日常~権限は大きい~
「終礼を行います」
二年A組の担任は教卓に立って、時間がないことを理由に挙げ、連絡事項を伝えるに留めてくれた。午後四時のチャイムが鳴る前に最期の挨拶をして、帰り支度をした。提示に終わると思わなくて、嬉しさに早く出たがるんだ。
「ほななー」
剛は先に帰ることを告げ、教室を出て行った。今日も鍛錬なのかなと思いつつ、鞄の中を覗いた。忘れ物はないかと確認した。
「じゃあね!」
栞は慌ただしく教室の中を駆けながら、僕に手の平を見せるやどこかへと。運動部はバレーに所属しているから、更衣室へ向かったのだろう。
「よし……」
帰るかと一人言をしては通学鞄を背負い、廊下へと足を進めた。今は放課後だから教師と擦れ違うだけで、賑やかな声もしない。気分を紛らわすように早足で階段へ向かい、駆け下りて玄関を目指した。
――眩しい……。
目に飛び込んだ西日の光に負けじと目を開けて、輝くような空間の中を歩き、自分の靴箱の前で足を止めた。
「根宮さん、少し時間をもらえるかね?」
「えぇ~……」
今から帰ろうと思っていたのに、学校長が呼び止めるんだ。何か確認したいことがあるらしく、手短にとお願いした。
「彼女の件についてですが……」
生徒会よりも上の権限を行使するつもりはないかと、聞かれて首を傾げた。意図が分からず困っていると、言葉を変えて話してくれた。
――なるほど。
皇家の者である僕は当主になったことで、守護家としての権限を持っている。帝国法で認められているそれは、護国のために有る。警察官のように身柄を拘束したり、裁判官のように裁決もできるが、皇帝を対象にはできない。
「考えていませんでした」
学校長が言わんとすることを理解した上で、正直に答えた。世間体を心配しているのか、行使されては困るみたいなんだ。

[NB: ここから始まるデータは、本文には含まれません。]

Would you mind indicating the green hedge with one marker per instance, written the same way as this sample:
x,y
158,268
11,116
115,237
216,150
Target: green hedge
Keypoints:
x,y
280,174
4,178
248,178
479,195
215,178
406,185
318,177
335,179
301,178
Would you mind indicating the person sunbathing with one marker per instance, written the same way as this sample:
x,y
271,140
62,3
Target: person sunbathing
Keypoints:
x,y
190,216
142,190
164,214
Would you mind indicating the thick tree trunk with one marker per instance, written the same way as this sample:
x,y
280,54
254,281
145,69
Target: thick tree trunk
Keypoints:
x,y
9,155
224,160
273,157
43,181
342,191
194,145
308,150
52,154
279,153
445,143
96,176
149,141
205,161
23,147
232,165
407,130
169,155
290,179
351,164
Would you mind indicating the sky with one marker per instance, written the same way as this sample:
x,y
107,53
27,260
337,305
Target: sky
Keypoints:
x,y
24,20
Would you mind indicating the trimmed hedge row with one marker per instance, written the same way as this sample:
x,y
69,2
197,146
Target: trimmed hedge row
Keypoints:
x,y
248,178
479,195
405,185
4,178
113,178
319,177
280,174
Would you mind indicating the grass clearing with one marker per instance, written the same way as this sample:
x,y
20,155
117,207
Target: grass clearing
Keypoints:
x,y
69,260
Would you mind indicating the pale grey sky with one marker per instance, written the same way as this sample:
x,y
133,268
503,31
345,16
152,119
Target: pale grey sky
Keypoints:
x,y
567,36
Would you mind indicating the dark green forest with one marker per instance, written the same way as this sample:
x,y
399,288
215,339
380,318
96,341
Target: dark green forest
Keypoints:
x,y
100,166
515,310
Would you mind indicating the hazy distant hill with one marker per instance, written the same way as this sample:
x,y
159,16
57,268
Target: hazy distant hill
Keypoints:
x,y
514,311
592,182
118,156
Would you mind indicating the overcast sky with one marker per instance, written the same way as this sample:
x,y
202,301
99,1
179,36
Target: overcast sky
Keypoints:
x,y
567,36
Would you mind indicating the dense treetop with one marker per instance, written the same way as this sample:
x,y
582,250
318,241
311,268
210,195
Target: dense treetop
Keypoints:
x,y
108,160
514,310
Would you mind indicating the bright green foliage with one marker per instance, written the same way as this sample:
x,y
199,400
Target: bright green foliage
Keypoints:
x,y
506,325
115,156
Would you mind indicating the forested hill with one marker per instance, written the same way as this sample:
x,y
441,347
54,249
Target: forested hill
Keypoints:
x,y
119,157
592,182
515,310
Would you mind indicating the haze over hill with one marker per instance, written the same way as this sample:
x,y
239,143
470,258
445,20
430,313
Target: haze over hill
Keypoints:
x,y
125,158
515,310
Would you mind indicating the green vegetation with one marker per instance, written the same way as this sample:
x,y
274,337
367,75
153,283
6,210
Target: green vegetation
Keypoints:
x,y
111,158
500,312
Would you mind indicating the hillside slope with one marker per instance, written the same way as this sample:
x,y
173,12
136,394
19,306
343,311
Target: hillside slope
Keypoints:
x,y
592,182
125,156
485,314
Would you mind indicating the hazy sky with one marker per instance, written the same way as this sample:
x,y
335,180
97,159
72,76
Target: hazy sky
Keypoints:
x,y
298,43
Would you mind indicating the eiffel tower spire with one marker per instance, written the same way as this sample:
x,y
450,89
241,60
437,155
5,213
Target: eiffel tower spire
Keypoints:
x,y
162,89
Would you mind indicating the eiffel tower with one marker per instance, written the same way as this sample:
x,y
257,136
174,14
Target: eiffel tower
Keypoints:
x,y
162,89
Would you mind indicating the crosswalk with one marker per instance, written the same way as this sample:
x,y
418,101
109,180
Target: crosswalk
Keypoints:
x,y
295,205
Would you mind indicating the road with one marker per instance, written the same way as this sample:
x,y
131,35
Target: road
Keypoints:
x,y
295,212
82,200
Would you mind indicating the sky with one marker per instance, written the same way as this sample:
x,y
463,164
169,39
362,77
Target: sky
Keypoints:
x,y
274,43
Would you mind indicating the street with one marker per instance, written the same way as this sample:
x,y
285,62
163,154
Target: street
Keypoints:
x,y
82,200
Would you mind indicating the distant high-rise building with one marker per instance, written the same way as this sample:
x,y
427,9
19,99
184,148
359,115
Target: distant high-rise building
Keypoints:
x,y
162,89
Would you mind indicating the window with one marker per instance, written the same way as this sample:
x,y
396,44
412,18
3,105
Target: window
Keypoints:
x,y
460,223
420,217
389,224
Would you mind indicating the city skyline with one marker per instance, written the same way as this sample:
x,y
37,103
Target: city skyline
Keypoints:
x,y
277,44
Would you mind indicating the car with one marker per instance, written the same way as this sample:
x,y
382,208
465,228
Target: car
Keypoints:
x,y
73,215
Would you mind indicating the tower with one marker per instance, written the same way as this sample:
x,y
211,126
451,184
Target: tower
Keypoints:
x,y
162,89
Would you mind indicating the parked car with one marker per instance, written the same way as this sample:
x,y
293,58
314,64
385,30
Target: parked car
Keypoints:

「学校内では生徒に徹すると決めていますから。余程のことが起きない限りは、ですけどね……」
「今日はそれに相当するかと思いますが?」
「意のままにと、申しました。一度でも覆したことがありましたか?」
「気を悪くしないでもらいたい。信じましょう」
「確かに僕はみんなと違います。それでも、同じように接してほしいです」
「分かりました。先生たちに良く伝えておきましょう」
「ありがとうございます!」
「気を付けて帰りなさい。遅くならんようにな」
「はい。失礼します!」
「また、明日」
僕は挨拶を交わすや上靴から運動靴に換えて、校舎を出た。普段は革靴でなくても良いと規則で許されているが、式や行事の日は履かなくてはならない。底は固いし、皺になったり、傷みやすいし、手入れが面倒だ。動物を殺してまで作る意味が分からない。正装だとしても。